VILNIUS – The European Commission (EC) failed to take into consideration possible reactions to its clarifications on the transit of sanctioned Russian goods to Kaliningrad, Lithuanian Prime Minister Ingrida Simonyte has said.
"I think that perhaps the European Commission itself failed to give full consideration to what reaction might occur after, say, one or another clarification," she told the public broadcaster LRT in an interview aired on Tuesday. "But Lithuania followed the guidance it had at the time the sanctions took effect."
Lithuanian officials say that in April they received the EC's guidance prohibiting the transit of some goods banned from entering the EU under sanctions introduced after the Kremlin's invasion of Ukraine.
However, the EU's executive body issued updated guidance allowing rail shipments via the bloc's territory for Kaliningrad's needs after the ban on the movement of Russian steel and ferrous metals to the exclave, put in place in June, triggered an angry response from Moscow and threats to retaliate.
Critics say the Lithuanian government may have misinterpreted the April guidance.
Opposition parliamentarians said last week they were initiating an interpellation motion against Foreign Minister Gabrielius Landsbergis, the leader of the ruling conservative Homeland Union–Lithuanian Christian Democrats, over his handling of the Kaliningrad transit.
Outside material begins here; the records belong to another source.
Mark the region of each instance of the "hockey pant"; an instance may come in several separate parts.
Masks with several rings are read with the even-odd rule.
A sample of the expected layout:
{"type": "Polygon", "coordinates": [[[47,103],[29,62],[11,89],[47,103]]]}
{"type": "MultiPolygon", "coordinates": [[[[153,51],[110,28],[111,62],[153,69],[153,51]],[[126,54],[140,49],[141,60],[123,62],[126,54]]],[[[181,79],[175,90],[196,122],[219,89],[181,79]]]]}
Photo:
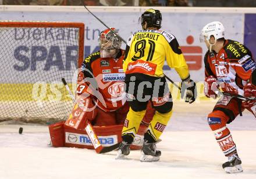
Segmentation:
{"type": "Polygon", "coordinates": [[[236,153],[236,146],[226,124],[230,123],[244,109],[240,99],[224,96],[208,116],[208,123],[226,156],[236,153]]]}
{"type": "MultiPolygon", "coordinates": [[[[128,93],[128,98],[130,98],[129,102],[130,108],[125,120],[122,134],[123,140],[129,144],[132,142],[138,131],[140,124],[145,115],[145,109],[148,102],[152,102],[152,107],[156,111],[152,121],[149,124],[148,129],[144,134],[144,140],[147,140],[149,142],[157,142],[166,128],[172,115],[173,103],[171,101],[172,96],[169,92],[167,84],[166,85],[160,86],[158,96],[154,97],[152,88],[144,88],[138,90],[138,87],[141,82],[140,81],[136,81],[133,94],[128,93],[129,84],[129,83],[126,83],[126,92],[128,93]],[[166,90],[166,88],[167,88],[167,90],[166,90]],[[144,96],[150,96],[151,101],[142,102],[138,100],[136,96],[137,96],[137,92],[140,91],[143,91],[142,94],[144,96]],[[166,91],[168,91],[167,92],[166,91]]],[[[154,87],[154,85],[152,86],[154,87]]]]}

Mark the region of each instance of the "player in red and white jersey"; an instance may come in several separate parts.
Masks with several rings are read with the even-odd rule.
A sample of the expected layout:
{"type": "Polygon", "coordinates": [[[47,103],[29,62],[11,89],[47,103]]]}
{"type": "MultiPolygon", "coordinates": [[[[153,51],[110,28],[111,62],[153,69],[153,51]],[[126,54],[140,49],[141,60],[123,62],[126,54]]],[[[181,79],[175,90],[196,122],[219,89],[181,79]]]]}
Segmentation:
{"type": "MultiPolygon", "coordinates": [[[[208,114],[208,122],[228,162],[222,167],[227,173],[243,171],[234,142],[226,124],[247,109],[255,112],[255,101],[236,98],[237,95],[256,96],[255,86],[250,82],[254,79],[253,71],[256,64],[250,50],[241,43],[224,38],[225,28],[219,22],[207,24],[202,30],[200,40],[205,41],[209,50],[204,57],[205,94],[216,98],[221,91],[224,95],[208,114]]],[[[255,71],[255,70],[254,70],[255,71]]],[[[255,81],[254,81],[255,83],[255,81]]]]}

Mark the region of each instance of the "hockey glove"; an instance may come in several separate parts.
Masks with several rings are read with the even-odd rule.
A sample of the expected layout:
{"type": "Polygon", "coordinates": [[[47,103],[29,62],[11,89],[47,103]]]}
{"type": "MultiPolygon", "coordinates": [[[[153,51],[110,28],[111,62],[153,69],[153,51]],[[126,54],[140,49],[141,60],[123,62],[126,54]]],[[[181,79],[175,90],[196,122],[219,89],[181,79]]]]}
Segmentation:
{"type": "Polygon", "coordinates": [[[256,87],[249,83],[244,87],[244,95],[245,97],[256,98],[256,87]]]}
{"type": "Polygon", "coordinates": [[[209,76],[204,79],[204,94],[207,98],[216,99],[216,92],[219,91],[219,85],[217,84],[217,78],[213,76],[209,76]]]}
{"type": "Polygon", "coordinates": [[[185,102],[190,103],[195,101],[197,98],[197,88],[195,83],[192,80],[190,80],[189,82],[182,82],[182,98],[183,98],[186,92],[185,102]]]}

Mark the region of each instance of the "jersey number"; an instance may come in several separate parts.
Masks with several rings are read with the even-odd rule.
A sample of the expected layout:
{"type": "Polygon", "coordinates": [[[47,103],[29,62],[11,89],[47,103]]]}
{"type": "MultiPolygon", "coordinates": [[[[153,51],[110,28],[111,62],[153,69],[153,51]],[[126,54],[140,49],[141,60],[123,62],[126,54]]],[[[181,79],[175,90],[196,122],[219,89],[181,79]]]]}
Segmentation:
{"type": "MultiPolygon", "coordinates": [[[[155,52],[155,44],[153,41],[148,40],[148,44],[150,44],[150,50],[148,51],[148,57],[147,58],[147,61],[152,60],[153,58],[154,52],[155,52]]],[[[137,60],[141,58],[145,55],[145,48],[146,48],[147,41],[145,40],[142,40],[137,41],[134,45],[135,55],[131,58],[133,61],[136,61],[137,60]],[[136,56],[138,53],[138,56],[136,56]]]]}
Simonyte said she did not make "any remarks to Minister Landsbergis, because I know very well how things happened."
At least 29 MPs have to sign an interpellation motion and submit it to a member of the Cabinet. He or she then has two weeks to answer the questions in writing.
The parliament sets up a special commission that recommends whether or not to accept the answers. If it proposes not to accept the answers, a confidence vote is held in the parliament. At least 71 members of the 141-seat parliament must support a no-confidence resolution in a secret ballot for it to be passed.
Russia resumed the transit of sanctioned goods to Kaliningrad on Tuesday, with the first cement shipments delivered to the region by rail via Lithuania.